The mantled guereza (Colobus guereza), also known simply as the guereza, the eastern black-and-white colobus, or the Abyssinian black-and-white colobus, is a black-and-white colobus, a type of Old World monkey. It is native to much of west central and east Africa, including Cameroon, Equatorial Guinea, Nigeria, Ethiopia, Kenya, Tanzania, Uganda and Chad.

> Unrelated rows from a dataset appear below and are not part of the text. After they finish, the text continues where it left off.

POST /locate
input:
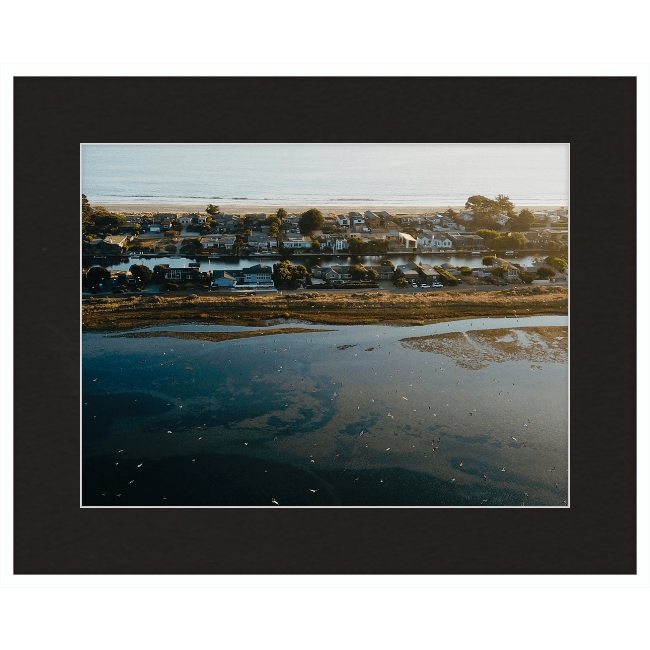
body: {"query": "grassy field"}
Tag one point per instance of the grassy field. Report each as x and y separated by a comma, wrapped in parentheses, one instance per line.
(133, 312)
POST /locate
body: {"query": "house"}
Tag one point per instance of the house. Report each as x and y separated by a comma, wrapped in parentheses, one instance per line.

The species consists of several subspecies that differ in appearance. It has a distinctive appearance, which is alluded to in its name; the long white fringes of hair the run along each side of its black trunk are known as a mantle. Its face is framed with white hair and it has a large white tail tuft.
The mantled guereza is diurnal and arboreal, found in both deciduous and evergreen forests. It is an adaptable species that can cope with habitat disturbance and prefers secondary forest close to rivers or lakes. Although previously thought only to eat leaves, it also eats seeds, fruits, and arthropods.
It is able to digest plant material with a high fibre content with its specialised stomach and may only eat from a few plant species at a time. It is preyed on by birds of prey and some mammals, such as the common chimpanzee and the leopard.
The mantled guereza lives in social groups of three to fifteen individuals. These groups normally include a dominant male, several females, and the offspring of the females.
It has a polygynous mating system and copulation is initiated with vocal communication. After a gestation period of just over five months, infants are born with pink skin and white fur, which darkens to the adult coloration by three to four months.
The mantled guereza is well known for its dawn chorus, the males' "roar" is a method of long distance communication that reinforces territorial boundaries. It also makes other vocalization and uses body postures, movements, and facial expressions to communicate.